Where the language used in the instrument has a particular meaning, for example, by
custom or usage in a particular trade, industry or region, evidence of that meaning is
admissible, even if there is no patent ambiguity.

(f) Rectification
Extrinsic evidence may be admitted to show that the parties intention was not accurately
recorded in the written instrument. In appropriate circumstances, the document may be
rectified so that it accords with the parties actual agreement.

Inadmissible Evidence
Regardless of surrounding circumstances, certain evidence is remains inadmissible.

(a) Subjective intention


Evidence of the actual, subjective intentions of the parties is not admissible. Intention is
ascertained objectively - a court cannot receive evidence from a party regarding his or her
intentions and construe the contract by reference to those intentions (Life Insurance Co of
Australia v Phillips)

(b) Prior Negotiations


Evidence of negotiations that precede the written document is generally not admitted
because the evidence is unhelpful (Prenn v Simonds).

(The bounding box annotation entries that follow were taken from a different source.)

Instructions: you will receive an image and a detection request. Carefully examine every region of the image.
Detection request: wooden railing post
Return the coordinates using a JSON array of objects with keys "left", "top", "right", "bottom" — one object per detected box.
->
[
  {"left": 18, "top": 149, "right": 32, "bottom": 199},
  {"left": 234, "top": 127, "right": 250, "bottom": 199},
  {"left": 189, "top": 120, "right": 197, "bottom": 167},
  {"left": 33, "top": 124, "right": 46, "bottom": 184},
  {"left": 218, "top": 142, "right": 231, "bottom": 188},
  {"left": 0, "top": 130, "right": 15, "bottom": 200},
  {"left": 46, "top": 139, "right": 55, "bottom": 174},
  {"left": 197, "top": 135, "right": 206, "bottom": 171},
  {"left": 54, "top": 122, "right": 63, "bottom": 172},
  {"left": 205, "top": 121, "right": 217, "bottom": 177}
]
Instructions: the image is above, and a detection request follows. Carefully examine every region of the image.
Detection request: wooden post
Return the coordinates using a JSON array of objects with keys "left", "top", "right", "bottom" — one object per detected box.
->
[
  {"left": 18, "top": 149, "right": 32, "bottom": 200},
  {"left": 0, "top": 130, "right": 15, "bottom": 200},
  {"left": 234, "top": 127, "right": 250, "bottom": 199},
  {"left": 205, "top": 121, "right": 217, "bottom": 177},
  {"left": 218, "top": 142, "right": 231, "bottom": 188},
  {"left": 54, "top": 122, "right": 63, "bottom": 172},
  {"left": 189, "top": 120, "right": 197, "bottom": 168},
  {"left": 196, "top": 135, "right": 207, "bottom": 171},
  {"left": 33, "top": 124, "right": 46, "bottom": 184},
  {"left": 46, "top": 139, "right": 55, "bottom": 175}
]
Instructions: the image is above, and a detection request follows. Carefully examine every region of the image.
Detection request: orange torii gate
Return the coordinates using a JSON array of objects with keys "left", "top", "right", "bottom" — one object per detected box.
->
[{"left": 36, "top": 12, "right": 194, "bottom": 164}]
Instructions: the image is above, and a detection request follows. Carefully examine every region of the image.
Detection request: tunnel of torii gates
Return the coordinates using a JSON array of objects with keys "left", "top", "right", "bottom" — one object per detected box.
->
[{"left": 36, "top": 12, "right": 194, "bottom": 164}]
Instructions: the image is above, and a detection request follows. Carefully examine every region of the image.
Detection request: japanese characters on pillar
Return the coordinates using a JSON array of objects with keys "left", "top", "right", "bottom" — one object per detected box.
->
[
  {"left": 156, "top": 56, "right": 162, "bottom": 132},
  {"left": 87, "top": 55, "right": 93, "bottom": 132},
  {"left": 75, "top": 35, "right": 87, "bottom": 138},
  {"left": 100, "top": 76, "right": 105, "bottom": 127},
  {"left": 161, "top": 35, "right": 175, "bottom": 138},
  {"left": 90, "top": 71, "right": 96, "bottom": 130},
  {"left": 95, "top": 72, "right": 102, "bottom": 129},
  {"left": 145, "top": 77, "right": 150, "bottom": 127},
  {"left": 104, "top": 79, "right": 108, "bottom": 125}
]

The nature of negotiation is that
even if the parties intentions are convergent, they are still not the same and only the final
document will properly reflect a consensus of the parties.

(c) Subsequent conduct


Evidence of subsequent conduct cannot be referred to for the purpose of interpreting the
contract (Administration of Papua & New Guinea v Daera Guba) as parties may tailor
their post contract behavior according to the case they believe they later have to present
in court; they may seek to advance their understanding of the agreement simply to
persuade the other party to accept their construction; they expansion in the field of
inquiry would add to the burden of fact finding and consequently the length and cost of
litigation; and subsequent conduct may be based on an erroneous understanding of the
parties rights (Hide & Skin Tradig v Oceanic Meat Traders).